Скопление жидкости в брюшной полости клинически проявлялось с начала 2— 3-х суток жалобами больного на умеренную тяжесть и чувство распирания в животе. Брюшная стенка становилась отечной и пастозной в нижних и боковых отделах. При пальпации можно было обнаружить зыбление в нижней поло вине брюшной полости. Указанные явления почти не сопровождаются болезненностью при пальпации живота; не бывает выраженного подъема температуры и значительного нарушения пассажа кишечного содержимого. Скопление жидкости в брюшной полости может произойти вследствие обволакивания дренажей фибрином, чаще всего в том случае, если инстилляция жидкости в брюшную полость проводится нерегулярно, с перерывами. Осложнение устраняется промыванием дренажей перекисью водорода посредством шприца и длинной иглы, вводимой в просвет дренажа в нескольких местах. Кроме того, дренажи необходимо после распускания 1—2 швов довольно активно подтягивать и вновь погружать в брюшную полость, производя одновременно вращение их вокруг длинной оси. Слишком плотное ушивание раны может также вызвать сдавливание дренажей. Устранение этого рода осложнений не отличалось от описанного выше.

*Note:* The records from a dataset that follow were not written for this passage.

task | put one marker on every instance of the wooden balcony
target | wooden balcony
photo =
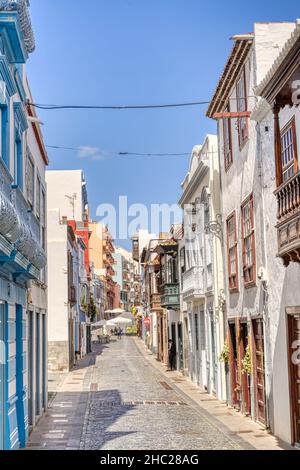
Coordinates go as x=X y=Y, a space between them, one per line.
x=193 y=283
x=169 y=296
x=72 y=295
x=288 y=216
x=155 y=302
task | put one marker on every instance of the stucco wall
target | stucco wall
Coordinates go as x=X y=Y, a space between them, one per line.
x=283 y=284
x=65 y=183
x=58 y=279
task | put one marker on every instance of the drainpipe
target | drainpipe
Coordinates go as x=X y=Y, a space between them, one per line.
x=264 y=283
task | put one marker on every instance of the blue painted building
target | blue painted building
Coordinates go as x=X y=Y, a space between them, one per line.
x=21 y=254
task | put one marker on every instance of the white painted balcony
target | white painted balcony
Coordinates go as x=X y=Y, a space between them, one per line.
x=193 y=283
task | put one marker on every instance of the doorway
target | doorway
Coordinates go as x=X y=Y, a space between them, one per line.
x=2 y=374
x=180 y=347
x=259 y=369
x=245 y=377
x=294 y=372
x=233 y=366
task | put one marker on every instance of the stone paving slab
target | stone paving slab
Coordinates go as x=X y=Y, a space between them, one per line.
x=240 y=427
x=121 y=398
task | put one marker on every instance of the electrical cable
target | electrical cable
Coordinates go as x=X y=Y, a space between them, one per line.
x=117 y=107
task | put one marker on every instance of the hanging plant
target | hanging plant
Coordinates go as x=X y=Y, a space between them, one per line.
x=224 y=356
x=247 y=361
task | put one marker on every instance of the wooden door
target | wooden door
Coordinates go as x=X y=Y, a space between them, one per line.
x=294 y=361
x=2 y=375
x=233 y=362
x=259 y=370
x=245 y=379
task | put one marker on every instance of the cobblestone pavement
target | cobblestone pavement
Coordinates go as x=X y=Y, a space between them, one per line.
x=115 y=399
x=133 y=406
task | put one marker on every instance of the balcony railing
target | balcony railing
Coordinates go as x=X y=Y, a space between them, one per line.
x=72 y=295
x=18 y=225
x=288 y=215
x=155 y=302
x=169 y=296
x=193 y=283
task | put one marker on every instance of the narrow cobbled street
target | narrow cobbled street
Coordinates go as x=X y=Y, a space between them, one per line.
x=118 y=399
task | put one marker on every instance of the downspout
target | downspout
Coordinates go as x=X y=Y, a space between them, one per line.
x=264 y=285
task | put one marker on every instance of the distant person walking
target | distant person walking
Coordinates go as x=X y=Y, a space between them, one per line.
x=172 y=355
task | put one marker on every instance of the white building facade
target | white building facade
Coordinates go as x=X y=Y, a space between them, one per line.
x=250 y=322
x=277 y=117
x=69 y=273
x=201 y=270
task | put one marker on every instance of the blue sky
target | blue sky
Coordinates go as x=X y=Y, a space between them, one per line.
x=134 y=52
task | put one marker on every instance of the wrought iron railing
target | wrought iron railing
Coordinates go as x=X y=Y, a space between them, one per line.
x=17 y=223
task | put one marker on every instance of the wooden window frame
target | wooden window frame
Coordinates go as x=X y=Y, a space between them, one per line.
x=38 y=190
x=235 y=286
x=30 y=197
x=291 y=124
x=252 y=281
x=228 y=155
x=243 y=141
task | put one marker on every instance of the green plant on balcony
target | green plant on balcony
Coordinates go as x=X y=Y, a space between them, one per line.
x=225 y=354
x=247 y=361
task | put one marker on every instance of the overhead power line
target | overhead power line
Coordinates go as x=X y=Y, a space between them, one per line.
x=120 y=107
x=131 y=154
x=154 y=154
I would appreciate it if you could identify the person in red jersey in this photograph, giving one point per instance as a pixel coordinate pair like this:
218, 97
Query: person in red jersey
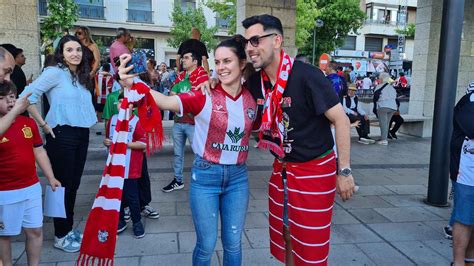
223, 123
20, 191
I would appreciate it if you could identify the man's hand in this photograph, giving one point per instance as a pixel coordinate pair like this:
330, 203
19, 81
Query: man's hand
107, 142
54, 183
345, 186
126, 80
21, 104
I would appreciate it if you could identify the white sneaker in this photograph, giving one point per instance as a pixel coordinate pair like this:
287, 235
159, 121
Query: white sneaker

Более серьезной причиной скопления жидкости является высокое расположение дренажей. При этом жидкость, стекающая в нижние отделы брюшной полости, не удаляется и в дальнейшем может осумковываться.
Другим осложнением были имбибиция жидкостью подкожной клетчатки и подтекание раствора из-за негерметичного ушивания раны вокруг микроирригатора. Кроме того, причиной имбибиции мягких тканей жидкостью может быть подтекание ее из бокового отверстия трубки, находящейся на уровне брюшной стенки. Мероприятия по устранению этого осложнения заключались в обязательной ревизии части микроирригатора, находящегося в раневом канале, в продвижении катетера в брюшную полость на 1—2 см и наложении дополнительных герметизирующих швов. Если речь шла о дефекте герметизации раны вокруг «сигарного» дренажа, приходилось делать ревизию раны до брюшины с последующим послойным наложением швов.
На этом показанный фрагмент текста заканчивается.